Niet verwonderlijk want het was onherkenbaar vermomd door immense stellingen en meterslange slierten dekzeil. Het monumentenicoon was blijkbaar een enorme werf waar tientallen werkmannen gewapend met drilboren en zware hamers het gebouw aan het transformeren waren tot een peperduur luxehotel. Door deze chaotische toestand konden de filmmakers eigenlijk zo maar naar binnen stappen. Ze sloegen aan de praat met de arbeiders en vernamen dat er desondanks de enorme werken, toch enkele vaste bewoners – tegen nog altijd heel lage prijzen – nog altijd woonachtig waren op hun kamer terwijl ze geteisterd werden door oorverdovend lawaai.

In de gangen liepen ze de oudste bewoonster, kunstenares Bettina Grossman, die al ruim een halve eeuw in het hotel woont (ondertussen is ze op 94-jarige leeftijd overleden) tegen het lijf en ook Merle Lister-Levine, een danseres en choreografe op hoge leeftijd.

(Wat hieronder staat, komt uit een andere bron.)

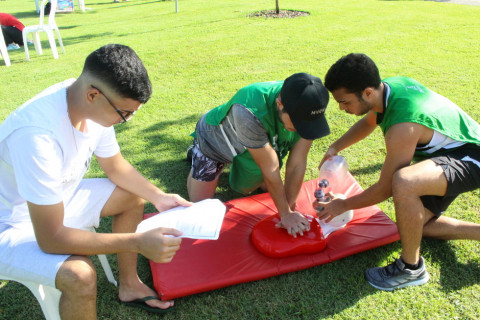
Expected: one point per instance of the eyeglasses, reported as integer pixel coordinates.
(126, 115)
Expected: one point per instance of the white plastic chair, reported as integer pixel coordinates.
(3, 50)
(49, 297)
(80, 3)
(48, 28)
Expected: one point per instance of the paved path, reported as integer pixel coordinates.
(469, 2)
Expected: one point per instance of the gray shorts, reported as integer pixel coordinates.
(462, 170)
(204, 168)
(20, 256)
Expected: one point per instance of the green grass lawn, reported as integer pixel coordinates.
(197, 59)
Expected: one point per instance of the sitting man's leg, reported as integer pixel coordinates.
(127, 210)
(22, 259)
(77, 280)
(203, 178)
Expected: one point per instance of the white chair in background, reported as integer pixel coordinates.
(49, 297)
(3, 50)
(80, 3)
(48, 28)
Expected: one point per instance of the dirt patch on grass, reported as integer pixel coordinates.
(282, 14)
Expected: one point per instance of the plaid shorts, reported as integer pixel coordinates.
(204, 168)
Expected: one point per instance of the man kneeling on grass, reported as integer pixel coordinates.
(415, 122)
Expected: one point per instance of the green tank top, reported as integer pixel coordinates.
(260, 99)
(410, 101)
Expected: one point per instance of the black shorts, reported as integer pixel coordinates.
(462, 170)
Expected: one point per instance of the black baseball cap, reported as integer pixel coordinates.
(305, 99)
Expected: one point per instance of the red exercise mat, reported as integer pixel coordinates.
(204, 265)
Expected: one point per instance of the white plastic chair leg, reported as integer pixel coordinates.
(3, 50)
(59, 37)
(47, 297)
(37, 43)
(81, 5)
(107, 269)
(53, 45)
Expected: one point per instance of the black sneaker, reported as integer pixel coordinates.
(190, 153)
(395, 276)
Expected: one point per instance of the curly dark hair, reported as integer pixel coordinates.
(120, 68)
(354, 72)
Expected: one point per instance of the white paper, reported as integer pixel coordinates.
(202, 220)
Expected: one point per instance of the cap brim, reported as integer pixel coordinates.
(313, 129)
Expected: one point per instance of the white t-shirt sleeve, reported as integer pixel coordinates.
(37, 165)
(107, 145)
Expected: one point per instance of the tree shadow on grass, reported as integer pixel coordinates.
(454, 275)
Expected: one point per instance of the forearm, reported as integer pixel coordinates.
(293, 182)
(275, 187)
(125, 176)
(374, 194)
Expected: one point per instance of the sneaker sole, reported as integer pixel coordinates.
(407, 284)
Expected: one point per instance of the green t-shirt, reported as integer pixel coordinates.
(260, 99)
(410, 101)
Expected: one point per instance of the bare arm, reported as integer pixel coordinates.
(400, 141)
(53, 237)
(359, 131)
(124, 175)
(266, 159)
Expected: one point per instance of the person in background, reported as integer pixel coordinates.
(12, 30)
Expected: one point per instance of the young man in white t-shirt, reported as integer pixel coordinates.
(46, 205)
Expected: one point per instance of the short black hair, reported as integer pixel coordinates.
(354, 72)
(120, 68)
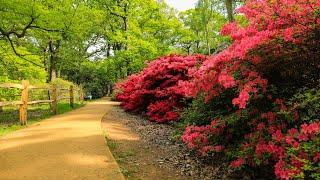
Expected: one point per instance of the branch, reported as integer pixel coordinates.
(20, 55)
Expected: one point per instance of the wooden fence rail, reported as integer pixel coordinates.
(53, 93)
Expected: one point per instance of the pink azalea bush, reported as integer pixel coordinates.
(261, 129)
(159, 89)
(250, 90)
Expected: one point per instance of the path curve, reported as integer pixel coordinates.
(68, 146)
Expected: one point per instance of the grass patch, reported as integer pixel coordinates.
(9, 118)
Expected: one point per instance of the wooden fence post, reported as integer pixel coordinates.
(71, 97)
(24, 106)
(54, 99)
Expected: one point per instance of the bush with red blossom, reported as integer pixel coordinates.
(159, 89)
(270, 59)
(247, 102)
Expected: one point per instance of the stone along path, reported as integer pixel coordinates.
(68, 146)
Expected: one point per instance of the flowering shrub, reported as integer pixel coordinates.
(247, 103)
(273, 56)
(159, 89)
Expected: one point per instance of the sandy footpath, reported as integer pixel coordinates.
(68, 146)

Ze nodigde het tweespan spontaan uit in haar kamer om te reflecteren over het roemrijk verleden van haar woonplaats en om de contemporaine toestand fel te bekritiseren. Ze is niet mals voor de huidige beheerder en stelt dat ze de voormalige grote kunstenaars kapitaliseren want een kamer kost nu maar liefst meer dan 800 dollar per nacht. Volgens Lister zullen er bijgevolg geen jonge kunstenaars meer toekomen. De huidige stokoude bewoners vinden dit bijzonder triestig omdat ze hadden gehoopt dat het hotel zich niet zoveel zou laten meeslepen in het kapitalisme. Alles is er momenteel superduur, ook het beroemde restaurant Quijote op de begane grond dat destijds heel goedkoop was, is nu tot een onbetaalbare hippe keet getransformeerd. Door de uitlatingen van Levine, groeide bij van Elmbt en Duverdier het idee om een documentaire te maken over de link die er apparent bestaat tussen een legendarische plek en haar bewoners.De documentaire beschrijft niet rechtstreeks de anekdotes en legendes die het Chelsea Hotel hebben omringd, maar creëert een bijna poëtische sensatie door beelden van de kunstenaars en populaire figuren die de kamers hebben bewoond, te projecteren op de muren in de gangen. De film speelt zich af te midden van de renovaties die het gebouw ondergaat. De regisseuses zoomen specifiek in op enkele huidige bewoners, die al jarenlang veroordeeld zijn om tussen steigers te lopen en bouwliften langs hun ramen te zien passeren, maar vooral op de sfeer in de gangen onder constructie van het hotel.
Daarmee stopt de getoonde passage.